With more than 330,000 members and $4.5 billion in assets, Santa Rosa, California-based Redwood Credit Union is the eighth-largest CU in the state. The FI has used data analytics since its inception but began an initiative to centralize and expand its program just three years ago, according to Chief Information Officer Tony Hildesheim.
Leveraging financial and social data in accord
Like any other credit union of its size, Redwood processes thousands of financial transactions every single day. This provides the CU with a plethora of data insights on individuals’ spending habits, which then allows it to better personalize and market its products and services.
“We use information about external transfers and about people’s habits for moving money to predict solutions that will better meet their needs,” Hildesheim said. “By doing that, we can target-market those individuals and let them know we have a solution.”
Analyzing financial data may be crucial for building marketing campaigns, but it often only paints half the customer profile picture, he explained.
“There’s this idea out there that there’s a wealth of data that you have as a financial institution, that you should somehow [have enough information] to be able to make decisions based on [members’] needs,” Hildesheim said. “But the reality is that you’ve got to couple that with social information, because a lot of spending decisions are based on what’s happening with the individual from a social perspective.”
Social data takes priority over financial information in pre-approval for auto loans, for example. Redwood previously offered pre-approval approximately every 24 months. This interval was determined largely by each member’s credit score and the last time he or she financed a vehicle, but the formula did not produce a cohesive loan applicant profile.
“If you buy a car and you happen to have a partner in the household, then within nine months, that partner will [likely] want a new car as well,” Hildesheim said. “If the husband buys a truck, the wife’s going to want a new Volvo.”
Redwood is re-evaluating its preapproval frequency to resolve this problem, and is looking at partnering with social data aggregation company Acxiom to obtain the data necessary to explore similar options.
Using data analytics to detect fraud
As with many CUs, fraud detection is one of the biggest challenges Redwood faces today. The augment of faster payments and surge in digital transaction volumes have made it nearly impossible for human analysts to examine every transfer that gets red-flagged, a problem the credit union sought to resolve by turning to data analytics to recognize fraud patterns.
“As a consumer, you have a pattern about how you deposit, where you deposit and when you deposit,” Hildesheim explained. “But maybe, all of a sudden, you have deposits and withdrawals much more frequently. That heightens the likelihood that you might be falling victim to a scam.”
The company’s fraud detection system assigns the transaction a confidence score based on its likelihood of malice after a potentially fraudulent transaction is flagged, he added.
“Usually [the confidence score is] based on looking at hundreds of thousands of deposits … made by other people in the credit union, but also by that individual themselves,” Hildesheim said. “The more history we have with that individual, the better we are at doing this.”
The flagged transaction is then sent to a human analyst for review, a process he believes might be entirely handled by artificial intelligence (AI) in the future. There are some serious limitations to its current implementation, however.
“One of the challenges for credit unions and small banks is the amount of data that you really need to make AI effective,” Hildesheim noted. “Most people woefully underestimate the amount of data you need to actually get a reasonable response.”
The other major challenge with AI is bias, both within the system itself and from its creator. Redwood experienced this firsthand when it tested an AI system to identify people who needed financial counseling, as the solution predominantly singled out younger people.
“Theoretically, I guess you could say that the machine was right,” Hildesheim said. “Young people generally do need financial counseling, but it didn’t use what we thought was appropriate data to determine that.”
Will analytics take away CUs’ personal touch?
Data analytics can be a powerful tool, but it still has its limitations. Hildesheim feels the best way to determine CU members’ needs is often just to ask about them.

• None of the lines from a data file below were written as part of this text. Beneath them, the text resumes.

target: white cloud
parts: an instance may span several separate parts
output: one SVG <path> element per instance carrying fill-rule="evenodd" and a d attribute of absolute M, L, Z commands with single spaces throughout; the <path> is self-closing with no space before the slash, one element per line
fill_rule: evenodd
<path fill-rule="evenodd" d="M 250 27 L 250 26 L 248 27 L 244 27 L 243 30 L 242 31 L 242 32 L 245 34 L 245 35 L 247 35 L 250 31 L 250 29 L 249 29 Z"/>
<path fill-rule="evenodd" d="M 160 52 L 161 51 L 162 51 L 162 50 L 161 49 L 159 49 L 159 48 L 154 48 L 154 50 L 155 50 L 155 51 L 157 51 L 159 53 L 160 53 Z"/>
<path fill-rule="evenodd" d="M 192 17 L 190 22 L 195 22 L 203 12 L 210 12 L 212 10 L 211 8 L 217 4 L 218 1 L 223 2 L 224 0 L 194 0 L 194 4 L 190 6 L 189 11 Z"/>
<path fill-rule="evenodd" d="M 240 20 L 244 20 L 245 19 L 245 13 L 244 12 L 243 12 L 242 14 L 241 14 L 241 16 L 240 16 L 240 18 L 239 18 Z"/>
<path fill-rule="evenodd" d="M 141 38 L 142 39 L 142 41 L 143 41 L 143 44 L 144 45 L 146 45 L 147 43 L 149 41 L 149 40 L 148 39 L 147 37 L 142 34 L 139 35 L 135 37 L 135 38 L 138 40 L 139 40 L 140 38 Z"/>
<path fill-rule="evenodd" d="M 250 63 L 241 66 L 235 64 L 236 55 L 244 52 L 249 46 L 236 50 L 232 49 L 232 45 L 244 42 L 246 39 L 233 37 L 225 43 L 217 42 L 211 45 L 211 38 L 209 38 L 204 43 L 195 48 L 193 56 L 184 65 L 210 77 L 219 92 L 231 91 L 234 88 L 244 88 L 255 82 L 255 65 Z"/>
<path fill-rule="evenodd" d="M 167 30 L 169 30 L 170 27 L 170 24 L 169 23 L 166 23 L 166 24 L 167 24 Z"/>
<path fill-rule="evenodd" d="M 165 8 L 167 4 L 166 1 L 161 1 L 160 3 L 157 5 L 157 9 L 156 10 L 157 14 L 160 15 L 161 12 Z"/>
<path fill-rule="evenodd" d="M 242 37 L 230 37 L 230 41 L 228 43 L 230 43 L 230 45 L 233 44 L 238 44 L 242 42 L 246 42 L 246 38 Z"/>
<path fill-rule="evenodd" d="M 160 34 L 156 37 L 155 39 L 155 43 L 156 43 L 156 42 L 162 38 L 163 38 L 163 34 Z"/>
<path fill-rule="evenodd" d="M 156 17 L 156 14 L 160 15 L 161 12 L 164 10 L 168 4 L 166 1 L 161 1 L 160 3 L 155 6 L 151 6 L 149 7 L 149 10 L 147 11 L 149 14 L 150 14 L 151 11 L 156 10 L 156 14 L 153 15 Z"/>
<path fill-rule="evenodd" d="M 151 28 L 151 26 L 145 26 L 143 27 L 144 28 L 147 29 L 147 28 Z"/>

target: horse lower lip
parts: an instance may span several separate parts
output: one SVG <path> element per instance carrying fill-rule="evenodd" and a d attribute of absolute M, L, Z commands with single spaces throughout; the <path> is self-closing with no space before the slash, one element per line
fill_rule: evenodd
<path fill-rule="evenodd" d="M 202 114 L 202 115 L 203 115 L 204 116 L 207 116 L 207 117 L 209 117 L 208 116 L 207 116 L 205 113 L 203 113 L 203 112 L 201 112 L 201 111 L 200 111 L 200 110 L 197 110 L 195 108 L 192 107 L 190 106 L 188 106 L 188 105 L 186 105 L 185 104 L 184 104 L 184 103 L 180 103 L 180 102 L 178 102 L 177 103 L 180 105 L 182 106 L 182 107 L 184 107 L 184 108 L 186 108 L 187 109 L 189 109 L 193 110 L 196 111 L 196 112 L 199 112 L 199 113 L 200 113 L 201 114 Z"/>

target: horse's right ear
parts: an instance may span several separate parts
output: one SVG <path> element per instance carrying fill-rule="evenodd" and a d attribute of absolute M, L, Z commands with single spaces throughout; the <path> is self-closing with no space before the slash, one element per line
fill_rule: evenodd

“At the end of the day, if you’re their trusted financial services partner, they’re ready to answer questions or provide information that allows us to help them better,” he said. “That’s been way more effective than trying to use data to figure it out, to be quite candid.”
In fact, Hildesheim has concerns that CUs are relying too heavily on data analytics for their daily operations. Consumers largely choose CUs over banks for their human touch, after all.
“If you don’t have people who are able to really understand the needs of that individual and meet them, then even if you have the best data program in the world, it doesn’t really matter,” he explained. “I think that’s the biggest fear I have for credit unions in general — that we forget who we are, where we came from and what our core values are.”
Striking that balance might be the key to successful implementation as data analytics becomes more prevalent in the CU space.